Au fait, pourquoi T12 ? Un T pour "Tamburini", et 12 car il s'agissait de son numéro de chance. Coté moteur, les chiffres sont plus effrayants. Comme pour la marque qu'il créa autrefois, Bimota, le propulseur provient d'un autre constructeur. BMW a été choisi, pour son fougueux 4 cylindres qui équipe la S 1000 RR. Il cravache quasi 200 chevaux à l'origine. Mais pour la T12, il subit un traitement de choc afin de l'amener à 230 bourrins. Wahourglll ! La puissance de feu d'une machine de WSBK, contrôlée par une électronique Motec M170.
L'équipe réunie autour de la T12 a travaillé d'arrache-pied pour arriver à un résultat sans pareil. Non seulement la moto est d'une rare pureté. Mais son poids peut provoquer le vertige. A peine plus de 150 kilos sur la balance – 154.5 pour être précis. Une 600 n'arrive pas à les atteindre ; un prototype de MotoGP non plus. L'usage abondant de carbone et autres matériaux nobles a permis ce tour de force. La fibre noire est notamment utilisée pour le carénage, la boite à air, l'admission d'air, la structure du réservoir et la selle auto-porteuse.
Pour la conception du châssis, Tamburini a été très loin, sans doute plus qu'aucun constructeur n'a osé le faire. Il a choisi ce qu'il y avait de mieux pour les composants : une fourche inversée FGR et un amortisseur Öhlins issus du MotoGP mais revus d'après les spécifications de Massimo, des étriers de frein Brembo monoblocs GP4 34/38 taillés dans la masse et reliés à des raccords Stäubli, un maitre-cylindre Brembo PR 19/18 lui aussi de type GP, des jantes Marchesini en magnésium forgé, un monobras oscillant aussi en magnésium. Uniquement du gros top, qui ne saurait être adoubé que par un cadre de haut rang. Et c'est là que le génie s'exprime. Le maestro a conçu et breveté une structure qui va bien au-delà de l'exigence. Il est possible de modifier la rigidité torsionnelle de ce cadre sans changer aucune pièce ! Des pièces mobiles au niveau du treillis en acier permettent cette modularité de la résistance. L'ensemble de ce cadre est constitué également d'une colonne de direction et de platines latérales en magnésium.
Il n'y a pas que la rigidité que l'on peut ajuster. Les suspensions sont réglables dans tous les sens, bien sûr.

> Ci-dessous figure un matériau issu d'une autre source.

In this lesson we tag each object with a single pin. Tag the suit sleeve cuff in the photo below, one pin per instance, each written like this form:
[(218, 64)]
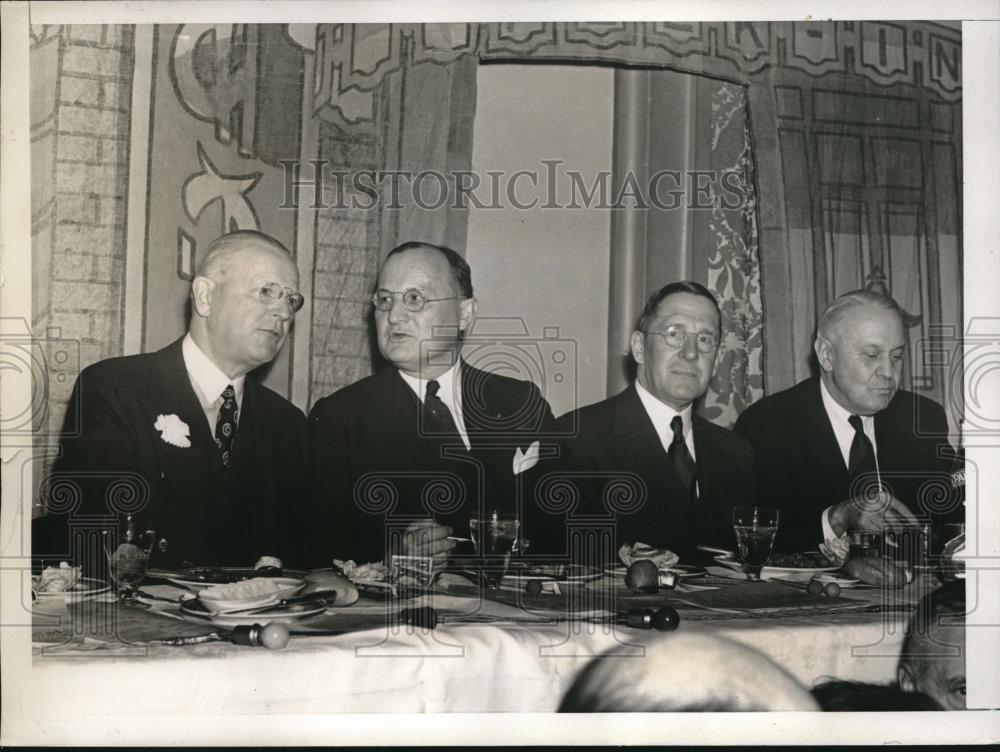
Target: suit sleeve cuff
[(832, 547)]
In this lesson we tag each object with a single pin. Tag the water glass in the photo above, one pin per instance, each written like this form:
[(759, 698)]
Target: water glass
[(755, 528)]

Mais aussi le pivot du bras oscillant et les platines repose-pieds.
Ce chef d'œuvre met en avant sa technique de pointe, sa fureur mécanique, sa définition stylistique de haute couture, son géniteur de renom... Beaucoup moins son prix. Celui-ci n'a aucune réelle portée, la moto ayant été conçue sans aucune considération marketing ou apparentée. Seule comptait la performance. Son exposition à Monaco pour le Salon Top Marques 2018 dévoile aussi une exception dans l'histoire motocycliste - 1 million de dollars (environ 807 500 euros). Le prix d'un rêve ? Non, c'est indécent. Ôtez le tarif, enlevez les étiquettes, ne jugez pas. Imaginez seulement de succomber.